The broader evidence does not prove a simple link between Meta’s H-1B use and net U.S. job loss. It does show why the company has drawn scrutiny. Labor advocates and past White House statements say large H-1B users can depress pay or shift work offshore. Economic studies often show expansion, mixed labor effects, or no measurable displacement of college-educated native workers.

That tension is likely to remain in the next cycle. Employers planning for FY 2028 should expect the next registration window in March 2027, with selections by late March and cap filings starting April 1, 2027. Petition preparation should begin months earlier, especially where prevailing wage review, degree evaluations, or third-party placement documents are involved.
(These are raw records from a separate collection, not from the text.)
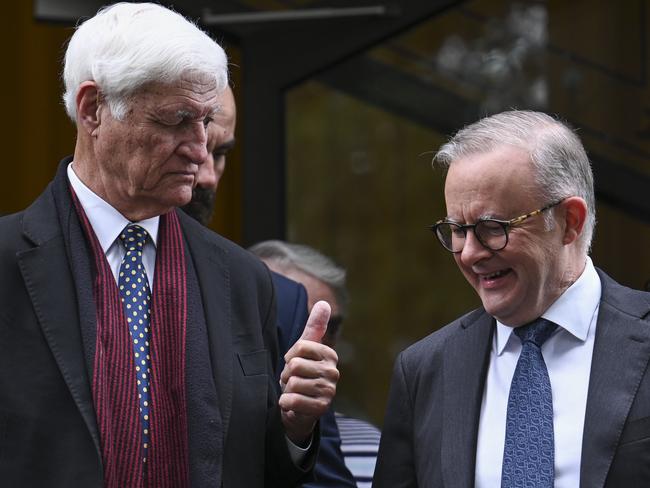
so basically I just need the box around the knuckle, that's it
[316,398,329,412]
[294,340,310,355]
[285,356,302,374]
[322,382,336,399]
[330,367,340,382]
[321,365,339,382]
[328,349,339,364]
[278,393,290,409]
[285,376,301,392]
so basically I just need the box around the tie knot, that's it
[119,224,149,251]
[514,318,557,347]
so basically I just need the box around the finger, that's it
[280,357,322,385]
[299,300,331,343]
[280,356,339,386]
[284,340,338,364]
[281,375,337,399]
[279,392,331,417]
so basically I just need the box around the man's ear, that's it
[561,196,588,245]
[76,81,103,136]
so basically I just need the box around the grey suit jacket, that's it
[374,269,650,488]
[0,160,313,487]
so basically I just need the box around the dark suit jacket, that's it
[374,269,650,488]
[0,160,314,487]
[271,273,357,488]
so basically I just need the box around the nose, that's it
[178,122,209,165]
[458,228,492,267]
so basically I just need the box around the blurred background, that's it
[7,0,650,426]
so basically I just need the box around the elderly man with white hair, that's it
[0,3,338,487]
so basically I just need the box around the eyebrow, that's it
[444,213,502,224]
[175,105,220,120]
[444,216,462,224]
[175,109,196,119]
[479,212,502,220]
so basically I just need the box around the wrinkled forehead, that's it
[126,70,220,97]
[133,76,222,111]
[177,70,220,92]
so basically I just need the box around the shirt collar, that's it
[67,162,159,252]
[494,257,601,355]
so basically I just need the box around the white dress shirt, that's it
[67,162,309,463]
[475,257,601,488]
[67,163,159,287]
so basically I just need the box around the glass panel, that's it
[286,81,480,422]
[286,0,650,424]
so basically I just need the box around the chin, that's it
[483,302,506,320]
[167,187,194,208]
[479,292,515,323]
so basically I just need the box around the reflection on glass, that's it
[285,0,650,424]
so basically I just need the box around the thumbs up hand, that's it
[279,301,340,445]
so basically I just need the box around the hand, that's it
[279,300,340,445]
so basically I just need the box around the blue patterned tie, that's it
[501,318,557,488]
[118,224,153,465]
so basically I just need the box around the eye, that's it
[451,227,465,238]
[203,116,213,128]
[479,220,504,236]
[157,115,182,126]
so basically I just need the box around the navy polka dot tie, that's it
[118,224,153,465]
[501,318,557,488]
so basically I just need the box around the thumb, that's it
[300,300,331,343]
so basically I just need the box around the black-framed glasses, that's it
[430,200,564,253]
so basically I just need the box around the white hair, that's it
[435,110,596,253]
[62,2,228,121]
[249,240,349,318]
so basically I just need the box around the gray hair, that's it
[62,2,228,121]
[249,240,349,318]
[435,110,595,253]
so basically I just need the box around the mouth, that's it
[172,171,196,179]
[478,268,512,288]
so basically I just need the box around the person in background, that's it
[180,84,236,227]
[0,3,339,487]
[181,87,356,487]
[373,110,650,487]
[250,240,382,488]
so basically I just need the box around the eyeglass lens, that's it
[436,220,508,252]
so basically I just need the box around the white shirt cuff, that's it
[286,435,312,466]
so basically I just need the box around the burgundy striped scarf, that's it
[72,193,189,488]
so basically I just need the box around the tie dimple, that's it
[501,318,558,488]
[118,224,153,465]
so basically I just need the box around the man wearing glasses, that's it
[374,110,650,487]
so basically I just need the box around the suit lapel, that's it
[17,187,101,454]
[179,215,234,444]
[580,271,650,488]
[441,311,494,488]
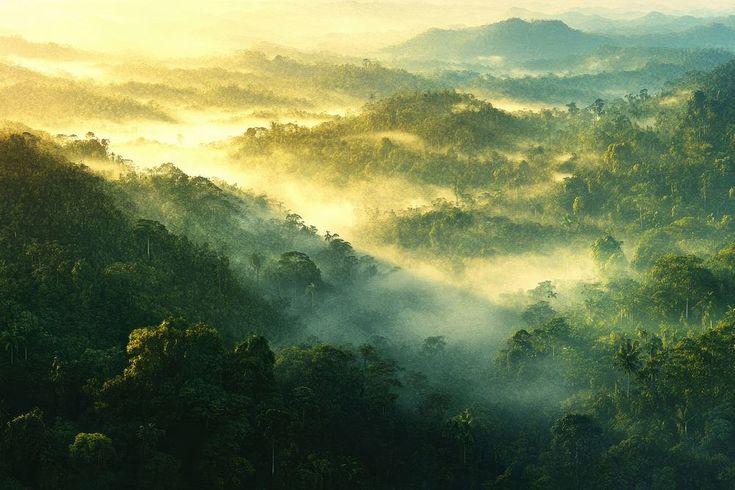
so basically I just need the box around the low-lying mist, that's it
[45,127,586,358]
[92,132,598,301]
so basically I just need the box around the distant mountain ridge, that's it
[506,8,735,35]
[625,23,735,49]
[0,35,92,60]
[386,18,610,63]
[386,18,735,67]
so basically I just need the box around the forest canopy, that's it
[3,5,735,489]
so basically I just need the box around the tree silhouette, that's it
[250,252,265,286]
[448,409,475,466]
[615,338,642,398]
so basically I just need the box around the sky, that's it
[1,0,734,56]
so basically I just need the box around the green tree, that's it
[547,414,605,490]
[522,301,556,328]
[591,234,626,274]
[1,409,47,485]
[614,338,642,397]
[68,432,117,488]
[133,219,168,261]
[448,409,475,466]
[646,254,718,321]
[275,251,322,292]
[250,252,265,286]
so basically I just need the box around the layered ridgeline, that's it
[0,131,519,489]
[383,16,735,99]
[504,9,735,36]
[8,88,735,487]
[0,39,441,126]
[386,19,610,64]
[6,25,735,490]
[1,30,732,128]
[230,61,735,264]
[386,17,735,68]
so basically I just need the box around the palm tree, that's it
[614,338,642,397]
[448,409,475,466]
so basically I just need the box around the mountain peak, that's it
[386,17,604,63]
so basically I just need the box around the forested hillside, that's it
[4,7,735,488]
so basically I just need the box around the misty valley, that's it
[4,3,735,489]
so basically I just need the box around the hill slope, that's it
[386,18,610,63]
[386,18,735,68]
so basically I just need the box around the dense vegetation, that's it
[5,12,735,489]
[7,125,735,488]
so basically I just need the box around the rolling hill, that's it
[385,18,610,64]
[386,18,735,69]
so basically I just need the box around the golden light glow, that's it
[1,0,733,57]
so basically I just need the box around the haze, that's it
[2,0,734,56]
[4,0,735,487]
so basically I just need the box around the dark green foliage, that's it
[8,43,735,489]
[592,234,627,273]
[646,254,719,321]
[545,414,606,489]
[0,133,492,488]
[0,134,286,488]
[274,251,322,291]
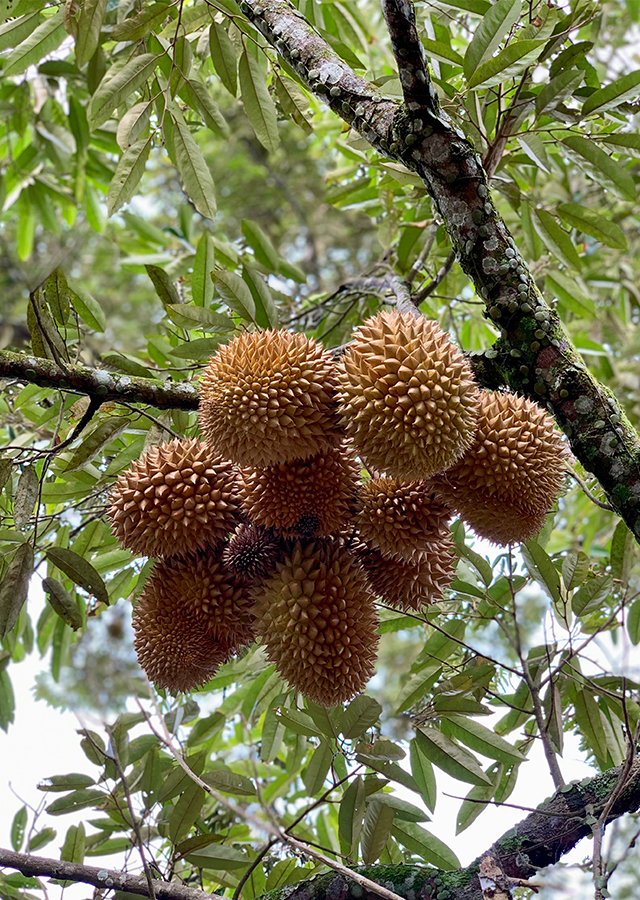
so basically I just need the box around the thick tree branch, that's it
[0,849,212,900]
[0,350,199,411]
[3,761,640,900]
[239,0,640,544]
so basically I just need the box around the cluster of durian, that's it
[108,311,566,703]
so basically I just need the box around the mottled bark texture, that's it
[2,762,640,900]
[0,349,199,411]
[239,0,640,542]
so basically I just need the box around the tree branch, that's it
[0,350,199,411]
[238,0,640,545]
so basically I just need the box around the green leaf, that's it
[339,775,365,852]
[88,54,160,129]
[192,233,215,307]
[46,789,107,815]
[276,708,322,737]
[169,106,216,220]
[65,416,129,471]
[242,219,279,270]
[260,705,285,762]
[535,68,584,115]
[69,283,107,332]
[212,268,256,322]
[360,799,394,863]
[545,270,595,317]
[562,134,636,201]
[75,0,107,67]
[532,209,581,271]
[42,578,83,630]
[273,72,312,134]
[165,303,233,331]
[170,337,223,359]
[355,740,405,762]
[414,727,491,787]
[627,597,640,645]
[455,541,492,587]
[366,793,429,823]
[11,806,27,852]
[600,132,640,158]
[107,137,152,216]
[456,766,501,835]
[27,827,57,852]
[209,19,237,96]
[3,10,65,77]
[582,69,640,115]
[116,101,152,152]
[184,844,247,870]
[60,823,85,864]
[146,264,181,307]
[610,520,635,586]
[444,717,527,764]
[111,2,172,41]
[522,541,562,604]
[0,12,43,54]
[201,769,256,796]
[46,547,109,607]
[463,0,522,80]
[44,268,71,326]
[395,664,441,714]
[467,40,543,88]
[239,48,279,153]
[421,38,463,67]
[561,551,590,591]
[0,543,34,639]
[574,689,608,764]
[409,738,436,812]
[303,741,332,796]
[341,695,382,739]
[556,203,627,250]
[242,265,279,329]
[572,575,613,617]
[517,133,553,173]
[13,464,39,528]
[180,79,230,140]
[391,821,460,870]
[38,773,96,793]
[169,782,206,842]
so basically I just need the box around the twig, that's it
[566,467,614,512]
[414,249,456,302]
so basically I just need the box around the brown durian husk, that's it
[356,477,452,562]
[239,443,360,537]
[143,550,255,649]
[337,310,479,479]
[253,539,379,706]
[133,583,232,693]
[432,390,566,545]
[108,438,242,558]
[199,329,343,467]
[353,534,456,612]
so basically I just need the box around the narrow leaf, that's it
[444,716,527,764]
[562,135,636,201]
[467,39,543,89]
[303,742,332,796]
[463,0,522,80]
[211,268,256,321]
[415,727,491,787]
[107,137,152,215]
[75,0,106,67]
[170,107,216,219]
[611,520,635,586]
[239,48,279,153]
[556,202,627,250]
[209,19,237,96]
[3,10,65,77]
[535,68,584,114]
[0,543,34,638]
[14,465,39,528]
[88,54,160,129]
[42,577,83,630]
[360,799,394,864]
[409,738,437,812]
[116,101,152,151]
[11,806,27,852]
[165,303,233,331]
[582,69,640,115]
[242,265,279,329]
[69,284,106,331]
[146,264,181,307]
[340,695,382,739]
[180,79,229,139]
[192,233,215,306]
[46,547,109,606]
[391,821,460,870]
[339,775,365,852]
[532,209,581,270]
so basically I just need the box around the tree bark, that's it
[2,761,640,900]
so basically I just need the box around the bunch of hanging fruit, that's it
[107,311,566,703]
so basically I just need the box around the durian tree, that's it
[1,0,640,899]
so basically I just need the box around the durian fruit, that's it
[222,524,285,584]
[337,310,479,479]
[239,443,360,537]
[108,438,242,558]
[199,330,343,467]
[144,550,255,648]
[254,539,379,706]
[433,391,566,544]
[356,478,452,561]
[353,535,456,612]
[133,581,232,693]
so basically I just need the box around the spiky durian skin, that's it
[337,311,479,479]
[353,535,456,612]
[133,585,231,693]
[433,391,566,544]
[254,540,379,706]
[142,551,255,649]
[239,444,360,537]
[222,525,286,585]
[108,438,242,558]
[356,478,452,561]
[199,330,343,467]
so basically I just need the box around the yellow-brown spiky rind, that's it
[254,539,379,706]
[356,478,452,562]
[353,535,456,612]
[239,443,360,537]
[199,330,343,467]
[108,438,242,558]
[337,311,479,479]
[433,391,566,545]
[133,582,232,693]
[222,525,285,584]
[143,551,255,648]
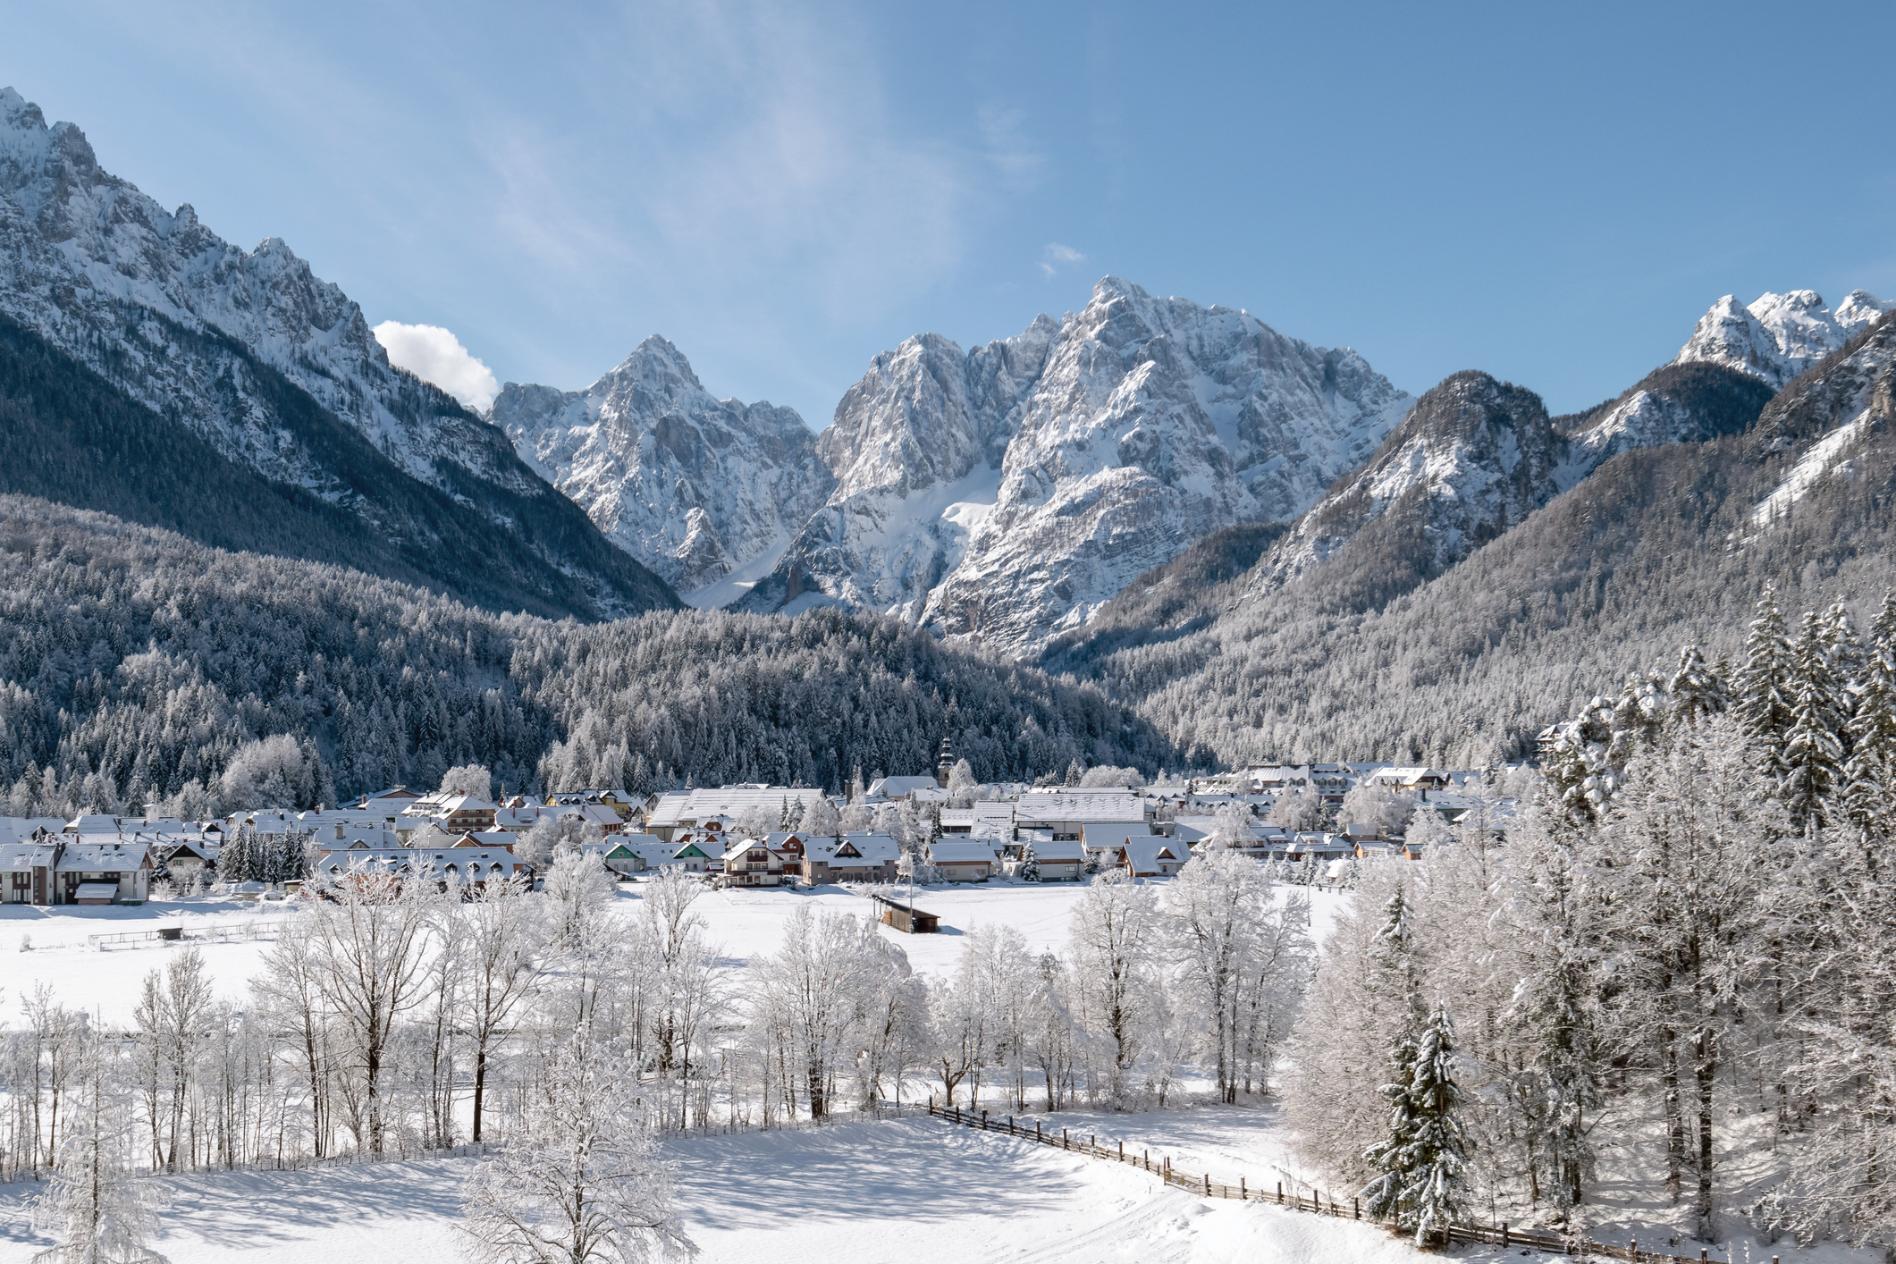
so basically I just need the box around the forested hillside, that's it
[0,497,1173,815]
[1053,321,1896,766]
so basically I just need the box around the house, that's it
[721,839,788,888]
[619,835,715,874]
[1369,767,1451,793]
[1021,839,1085,881]
[155,838,219,884]
[1014,791,1148,841]
[801,833,900,885]
[1119,837,1188,878]
[313,847,521,885]
[578,839,639,877]
[25,840,155,905]
[545,789,642,821]
[356,786,422,814]
[929,838,997,883]
[0,842,52,904]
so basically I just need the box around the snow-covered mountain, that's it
[0,87,674,619]
[492,338,832,596]
[743,277,1409,656]
[1251,372,1563,602]
[1242,358,1775,612]
[1746,310,1895,530]
[1675,288,1888,388]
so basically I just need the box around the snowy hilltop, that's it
[492,337,833,597]
[1675,288,1888,388]
[740,276,1410,656]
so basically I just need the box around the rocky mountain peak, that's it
[1677,287,1890,388]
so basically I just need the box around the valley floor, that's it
[0,880,1343,1025]
[0,1115,1529,1264]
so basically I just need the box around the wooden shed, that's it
[874,894,940,934]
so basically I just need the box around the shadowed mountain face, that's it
[0,87,676,619]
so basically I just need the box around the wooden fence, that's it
[925,1103,1788,1264]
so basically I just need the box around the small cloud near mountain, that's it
[373,321,501,412]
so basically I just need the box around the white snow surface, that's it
[0,883,1344,1026]
[0,1117,1538,1264]
[1752,406,1874,526]
[1675,288,1888,388]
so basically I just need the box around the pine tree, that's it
[1782,610,1845,831]
[1667,645,1728,728]
[1840,593,1896,847]
[1362,1004,1471,1246]
[1738,587,1795,778]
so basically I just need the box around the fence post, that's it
[1203,1174,1210,1196]
[1629,1240,1638,1262]
[1353,1196,1359,1220]
[1116,1139,1122,1161]
[1035,1120,1041,1143]
[1143,1148,1149,1171]
[981,1109,988,1131]
[1700,1252,1708,1264]
[1276,1181,1283,1205]
[1500,1223,1508,1247]
[1240,1176,1246,1200]
[1007,1114,1014,1135]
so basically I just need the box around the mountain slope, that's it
[0,87,675,619]
[493,337,833,597]
[1051,341,1852,765]
[744,277,1408,656]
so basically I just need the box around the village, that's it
[0,746,1512,910]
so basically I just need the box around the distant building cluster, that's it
[0,757,1512,907]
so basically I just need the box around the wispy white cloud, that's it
[1039,241,1087,278]
[373,321,500,411]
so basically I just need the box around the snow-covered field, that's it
[0,881,1346,1024]
[0,1115,1540,1264]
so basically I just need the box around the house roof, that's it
[55,842,150,871]
[807,833,900,865]
[646,785,827,829]
[1120,837,1184,872]
[930,839,997,864]
[1025,839,1085,863]
[1015,792,1146,823]
[865,775,941,800]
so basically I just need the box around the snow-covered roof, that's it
[55,842,150,871]
[1120,836,1185,873]
[0,842,53,871]
[1015,792,1146,823]
[807,833,900,865]
[930,839,999,865]
[0,817,64,845]
[646,785,826,829]
[1025,839,1085,863]
[865,775,940,800]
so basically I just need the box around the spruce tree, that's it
[1667,645,1728,728]
[1738,587,1795,778]
[1782,610,1845,831]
Employers still in the FY 2027 filing window should confirm the Labor Condition Application matches the offered worksite, salary, and job duties before filing. Employees should review whether the offered pay meets the prevailing wage level for the listed occupation and area, and whether the degree requirement is tied directly to the job. Both sides should keep the USCIS cap notice, filing deadline, and approval timeline in view before the October 1, 2026 start date.